Awan hitam berarak, angin mulai berhembus kencang, beberapa kali
cahaya kilat serasa membelah bumi. Suara gelegarnya terdengar seperti hendak
meluluhlantakkan bumi. Aku sungguh benci suasana seperti ini, apalagi di tempat pedalaman seperti ini. Hujan mulai jatuh, bulir-bulirnya serasa hendak merobek terpal
jeep kuno yang kutumpangi.
“Apa tidak bahaya kalau kita melanjutkan perjalanan saat
ini?” Wajahku mulai pucat pasi.
“Kita tidak punya pilihan dokter, hari semakin gelap, apabila
berhenti saya khawatir akan lebih sulit mencari jalan pulang.”
Tanganku mulai dingin, jantungku berdegup kencang. “Tapi hujan semakin lebat, saya
rasa akan sulit melihat ke depan sana.”
Tiba-tiba mobil berhenti mendadak .“Tunggu sebentar,
rasanya ada pohon roboh di depan sana. Dokter tinggal di sini saja, jangan
keluar.” Tanpa ragu dia membuka pintu dan berlari menembus lebatnya hujan.
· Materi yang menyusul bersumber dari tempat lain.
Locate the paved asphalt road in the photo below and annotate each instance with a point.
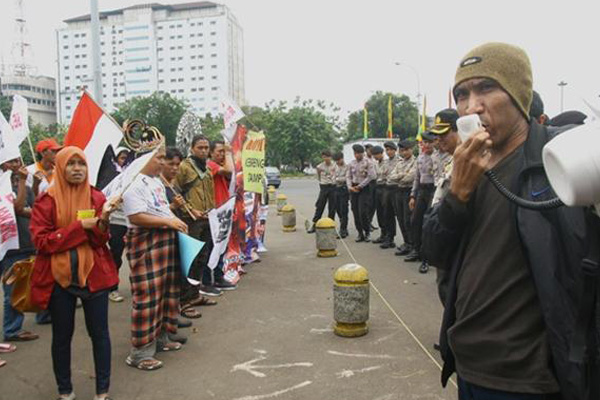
(272, 338)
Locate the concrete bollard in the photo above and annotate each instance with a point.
(272, 195)
(351, 300)
(281, 202)
(326, 238)
(288, 218)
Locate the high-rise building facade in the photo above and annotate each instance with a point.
(40, 92)
(193, 51)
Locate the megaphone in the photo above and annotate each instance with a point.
(572, 164)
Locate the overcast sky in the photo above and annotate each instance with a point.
(340, 51)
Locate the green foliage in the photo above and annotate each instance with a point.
(296, 133)
(159, 109)
(404, 113)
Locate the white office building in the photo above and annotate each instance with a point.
(193, 51)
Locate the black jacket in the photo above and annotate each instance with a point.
(555, 243)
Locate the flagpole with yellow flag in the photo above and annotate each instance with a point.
(365, 122)
(390, 132)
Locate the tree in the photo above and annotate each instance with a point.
(404, 113)
(297, 133)
(159, 109)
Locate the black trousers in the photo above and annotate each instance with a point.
(62, 310)
(423, 202)
(341, 206)
(389, 212)
(379, 208)
(116, 244)
(361, 208)
(403, 213)
(326, 196)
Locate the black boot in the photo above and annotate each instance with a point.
(412, 256)
(403, 250)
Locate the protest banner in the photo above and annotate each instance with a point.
(220, 220)
(9, 147)
(189, 248)
(9, 236)
(253, 158)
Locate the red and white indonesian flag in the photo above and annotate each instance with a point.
(92, 131)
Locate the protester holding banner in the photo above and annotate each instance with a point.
(152, 253)
(69, 226)
(24, 198)
(196, 182)
(42, 172)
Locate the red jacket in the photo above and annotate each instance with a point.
(49, 239)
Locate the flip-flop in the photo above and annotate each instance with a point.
(7, 348)
(24, 336)
(205, 301)
(147, 364)
(172, 346)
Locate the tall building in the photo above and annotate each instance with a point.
(39, 91)
(193, 51)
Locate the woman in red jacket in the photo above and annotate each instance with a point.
(69, 229)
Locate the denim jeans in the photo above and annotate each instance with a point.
(62, 310)
(468, 391)
(13, 320)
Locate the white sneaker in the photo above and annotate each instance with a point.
(115, 296)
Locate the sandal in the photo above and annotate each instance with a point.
(23, 336)
(147, 364)
(190, 312)
(205, 301)
(7, 348)
(171, 346)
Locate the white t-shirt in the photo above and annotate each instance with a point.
(146, 195)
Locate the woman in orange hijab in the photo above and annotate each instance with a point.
(69, 229)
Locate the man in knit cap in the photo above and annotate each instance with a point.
(517, 289)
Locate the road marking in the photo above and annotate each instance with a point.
(321, 331)
(348, 373)
(275, 394)
(250, 368)
(380, 356)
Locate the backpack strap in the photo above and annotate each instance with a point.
(590, 268)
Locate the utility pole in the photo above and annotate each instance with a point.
(562, 85)
(96, 62)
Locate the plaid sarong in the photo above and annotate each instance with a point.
(155, 283)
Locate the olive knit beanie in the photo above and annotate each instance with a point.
(506, 64)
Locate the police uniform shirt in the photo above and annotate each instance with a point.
(326, 173)
(340, 175)
(360, 173)
(403, 173)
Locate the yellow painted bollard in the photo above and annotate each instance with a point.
(281, 202)
(272, 195)
(326, 238)
(351, 300)
(288, 218)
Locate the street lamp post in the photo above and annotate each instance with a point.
(414, 70)
(562, 85)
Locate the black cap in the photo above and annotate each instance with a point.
(568, 118)
(377, 150)
(358, 148)
(390, 145)
(406, 144)
(445, 121)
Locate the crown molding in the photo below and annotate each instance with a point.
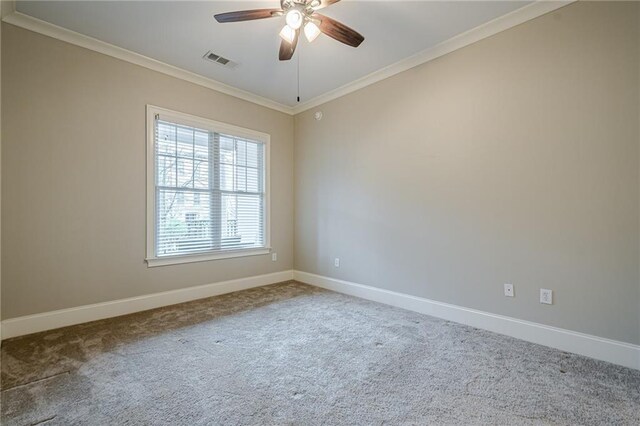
(7, 7)
(495, 26)
(45, 28)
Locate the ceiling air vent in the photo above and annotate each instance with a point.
(210, 56)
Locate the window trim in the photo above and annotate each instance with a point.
(200, 122)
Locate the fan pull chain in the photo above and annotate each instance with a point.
(298, 66)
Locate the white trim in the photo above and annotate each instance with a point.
(502, 23)
(215, 126)
(50, 320)
(42, 27)
(192, 258)
(497, 25)
(625, 354)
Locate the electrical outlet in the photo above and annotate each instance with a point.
(546, 296)
(508, 290)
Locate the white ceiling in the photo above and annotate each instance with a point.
(179, 33)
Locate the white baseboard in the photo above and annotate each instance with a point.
(20, 326)
(613, 351)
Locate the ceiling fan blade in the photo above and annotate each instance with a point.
(323, 4)
(247, 15)
(338, 31)
(287, 49)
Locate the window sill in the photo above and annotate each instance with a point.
(191, 258)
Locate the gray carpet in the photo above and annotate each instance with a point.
(295, 354)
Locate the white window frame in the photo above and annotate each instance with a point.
(203, 123)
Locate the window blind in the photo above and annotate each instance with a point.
(209, 191)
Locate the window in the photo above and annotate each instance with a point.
(207, 189)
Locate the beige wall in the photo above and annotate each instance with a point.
(513, 160)
(73, 176)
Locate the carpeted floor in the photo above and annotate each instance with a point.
(295, 354)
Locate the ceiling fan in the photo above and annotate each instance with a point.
(299, 14)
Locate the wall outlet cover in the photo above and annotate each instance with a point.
(508, 290)
(546, 296)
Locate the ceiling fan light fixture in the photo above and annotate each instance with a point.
(288, 34)
(294, 18)
(311, 31)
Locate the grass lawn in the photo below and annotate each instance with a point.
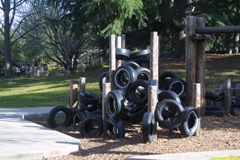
(55, 90)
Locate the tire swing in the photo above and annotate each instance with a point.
(124, 76)
(163, 77)
(115, 128)
(91, 126)
(78, 116)
(138, 92)
(148, 127)
(172, 121)
(56, 119)
(190, 121)
(114, 104)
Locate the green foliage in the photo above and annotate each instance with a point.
(93, 66)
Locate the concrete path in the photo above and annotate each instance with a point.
(22, 139)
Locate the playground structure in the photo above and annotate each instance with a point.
(194, 74)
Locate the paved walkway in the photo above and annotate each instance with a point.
(22, 139)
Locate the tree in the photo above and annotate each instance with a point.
(14, 12)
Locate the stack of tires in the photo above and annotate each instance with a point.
(214, 110)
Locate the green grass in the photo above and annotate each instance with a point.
(226, 158)
(44, 91)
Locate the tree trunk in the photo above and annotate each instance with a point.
(7, 43)
(179, 46)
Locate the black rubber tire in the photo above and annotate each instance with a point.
(116, 127)
(148, 127)
(143, 73)
(120, 73)
(177, 118)
(135, 97)
(168, 95)
(143, 62)
(88, 98)
(139, 54)
(236, 105)
(214, 108)
(87, 127)
(132, 64)
(78, 116)
(176, 85)
(122, 53)
(88, 107)
(96, 112)
(214, 111)
(51, 116)
(135, 115)
(162, 79)
(114, 104)
(214, 96)
(190, 121)
(100, 81)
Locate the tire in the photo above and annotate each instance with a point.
(123, 54)
(168, 95)
(114, 104)
(236, 105)
(138, 92)
(214, 96)
(214, 111)
(100, 81)
(143, 73)
(121, 73)
(51, 117)
(115, 127)
(148, 127)
(88, 98)
(136, 114)
(91, 126)
(88, 107)
(176, 85)
(132, 64)
(79, 115)
(162, 79)
(190, 121)
(139, 54)
(96, 112)
(143, 62)
(176, 120)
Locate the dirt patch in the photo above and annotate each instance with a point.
(218, 133)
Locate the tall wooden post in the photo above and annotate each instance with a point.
(112, 59)
(197, 104)
(190, 60)
(227, 93)
(73, 94)
(106, 88)
(118, 45)
(200, 65)
(82, 82)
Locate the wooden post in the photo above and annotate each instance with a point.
(106, 89)
(118, 45)
(227, 92)
(200, 64)
(82, 82)
(190, 60)
(112, 59)
(73, 94)
(154, 56)
(197, 104)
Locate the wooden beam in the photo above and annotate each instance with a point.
(190, 60)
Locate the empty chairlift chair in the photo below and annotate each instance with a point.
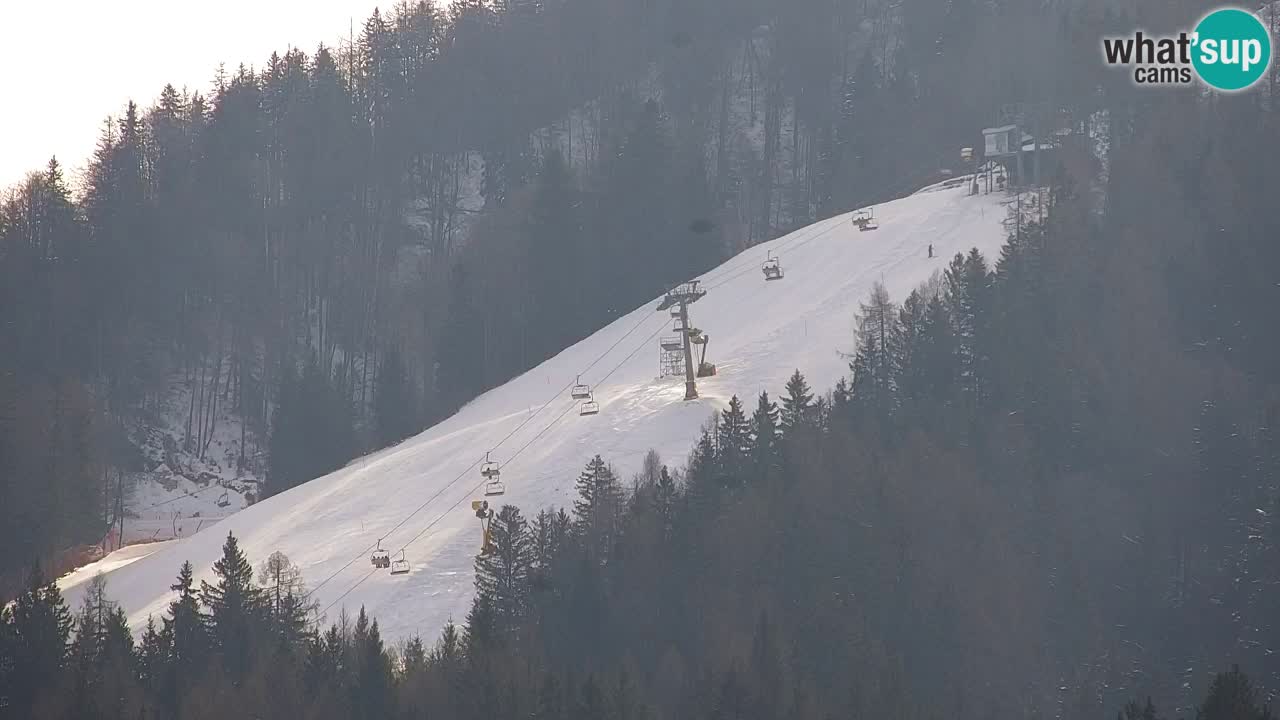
(492, 473)
(380, 557)
(400, 566)
(771, 268)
"Sungguh pemberani dan gagah," gumamku pelan.
“Kita harus ambil jalan memutar, saya tidak mampu mengangkatnya.” Dia muncul sesaat kemudian, sekujur badannya
basah kuyup.
Kulepas jaketku dan kuangsurkan kepadanya. Dia menolaknya
“Terima kasih dokter, saya tidak apa-apa.”